Its premise certainly fits the famous Pixar formula – what if x had feelings? – to an almost self-parodic degree. Once you’ve done toys with feelings (Toy Story), monsters with feelings (Monsters Inc), robots with feelings (Wall-E) and even feelings with feelings (Inside Out), a story about the fundamental components of physical reality itself, as conceptualised by the ancient Greeks, with feelings seems like a logical next stop.

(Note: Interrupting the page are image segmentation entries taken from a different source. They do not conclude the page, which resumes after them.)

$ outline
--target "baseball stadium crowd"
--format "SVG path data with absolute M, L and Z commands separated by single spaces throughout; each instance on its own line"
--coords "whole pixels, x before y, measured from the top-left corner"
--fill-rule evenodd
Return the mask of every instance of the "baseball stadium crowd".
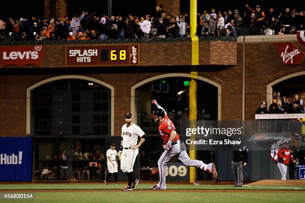
M 238 9 L 216 12 L 214 8 L 197 13 L 197 36 L 283 35 L 304 29 L 304 9 L 275 10 L 259 5 L 253 9 L 247 4 L 246 7 L 247 11 L 242 13 Z M 72 17 L 51 19 L 34 15 L 28 19 L 0 16 L 0 40 L 183 38 L 189 36 L 189 28 L 188 13 L 173 16 L 166 13 L 162 5 L 157 5 L 154 13 L 145 16 L 130 14 L 126 17 L 100 17 L 85 11 Z
M 256 113 L 302 113 L 305 112 L 305 103 L 303 99 L 296 95 L 293 98 L 281 96 L 278 92 L 272 99 L 272 103 L 267 109 L 267 103 L 263 102 Z
M 107 172 L 107 158 L 102 149 L 95 152 L 84 152 L 81 148 L 70 152 L 65 149 L 60 155 L 47 155 L 42 162 L 41 170 L 35 171 L 36 180 L 67 180 L 68 170 L 71 170 L 75 181 L 104 180 Z M 142 151 L 140 155 L 140 167 L 147 169 L 157 167 L 155 160 L 160 155 L 160 152 L 146 153 Z

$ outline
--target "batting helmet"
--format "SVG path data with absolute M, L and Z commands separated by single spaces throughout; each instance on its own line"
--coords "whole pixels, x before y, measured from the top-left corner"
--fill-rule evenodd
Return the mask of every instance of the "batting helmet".
M 153 112 L 152 114 L 152 117 L 161 116 L 163 118 L 164 114 L 164 110 L 161 108 L 158 108 L 153 111 Z

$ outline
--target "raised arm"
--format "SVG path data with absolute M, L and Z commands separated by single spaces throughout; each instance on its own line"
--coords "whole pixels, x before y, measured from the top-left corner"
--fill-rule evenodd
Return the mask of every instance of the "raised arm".
M 167 115 L 167 114 L 166 113 L 166 111 L 165 111 L 165 109 L 164 108 L 163 108 L 162 107 L 162 106 L 161 106 L 160 105 L 159 105 L 159 104 L 156 102 L 156 101 L 155 101 L 155 100 L 152 100 L 152 103 L 153 103 L 157 108 L 161 108 L 161 109 L 163 109 L 163 110 L 164 110 L 164 113 L 165 115 Z

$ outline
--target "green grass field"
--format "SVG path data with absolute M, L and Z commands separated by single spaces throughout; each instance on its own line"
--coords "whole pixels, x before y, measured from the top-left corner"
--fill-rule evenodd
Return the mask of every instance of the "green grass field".
M 231 185 L 168 184 L 166 191 L 151 191 L 151 184 L 139 184 L 135 191 L 121 192 L 125 185 L 103 184 L 0 184 L 0 193 L 32 193 L 32 200 L 5 200 L 1 202 L 33 203 L 301 203 L 305 186 L 257 186 L 233 188 Z M 196 190 L 197 189 L 197 190 Z M 45 190 L 37 192 L 35 190 Z M 69 190 L 73 190 L 69 191 Z M 96 190 L 100 191 L 97 191 Z M 105 191 L 105 190 L 114 190 Z M 187 190 L 187 191 L 185 191 Z M 258 191 L 258 190 L 261 191 Z M 29 192 L 28 190 L 32 190 Z M 50 190 L 52 190 L 51 191 Z M 53 190 L 58 190 L 54 191 Z M 64 190 L 63 191 L 63 190 Z M 75 191 L 76 190 L 76 191 Z M 79 190 L 79 191 L 78 191 Z M 89 190 L 82 191 L 82 190 Z M 90 191 L 90 190 L 92 190 Z M 138 190 L 138 191 L 137 191 Z M 284 192 L 282 190 L 289 190 Z

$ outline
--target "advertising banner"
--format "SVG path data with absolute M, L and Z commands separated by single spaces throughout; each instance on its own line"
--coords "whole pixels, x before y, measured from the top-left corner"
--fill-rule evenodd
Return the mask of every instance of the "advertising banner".
M 285 65 L 301 65 L 304 53 L 291 42 L 275 43 L 283 63 Z
M 0 63 L 2 68 L 10 65 L 41 67 L 44 52 L 44 46 L 42 45 L 0 46 Z
M 0 138 L 0 181 L 31 180 L 31 137 Z

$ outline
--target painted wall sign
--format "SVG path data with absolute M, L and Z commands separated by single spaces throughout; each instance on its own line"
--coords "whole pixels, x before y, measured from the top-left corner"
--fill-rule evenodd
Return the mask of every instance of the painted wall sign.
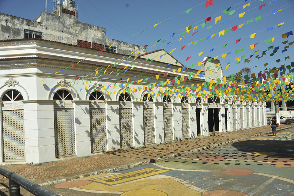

Set in a fantastical cultural-melting-pot city, Elemental is a romantic racial harmony parable centred on Ember Lumen (Leah Lewis) and Wade Ripple (Mamoudou Athie) – one a fiery assistant in her father’s corner shop, the other a drippy member of the city’s health and safety inspectorate. When these two get together things get steamy, and that’s the problem. Elements aren’t meant to mix, so instead the four populations generally rub along amicably but separately, taking care not to singe one another’s branches or douse their flames.
With their hot food, strong work ethic and rigid sense of intergenerational duty, the fire folk are a fuzzy composite of Indian, Middle and Far Eastern ex-pat communities. But great care is taken in the script not to draw any direct racial parallels – made 20 years ago, this would have been a very different (and probably now borderline-cancelled) film.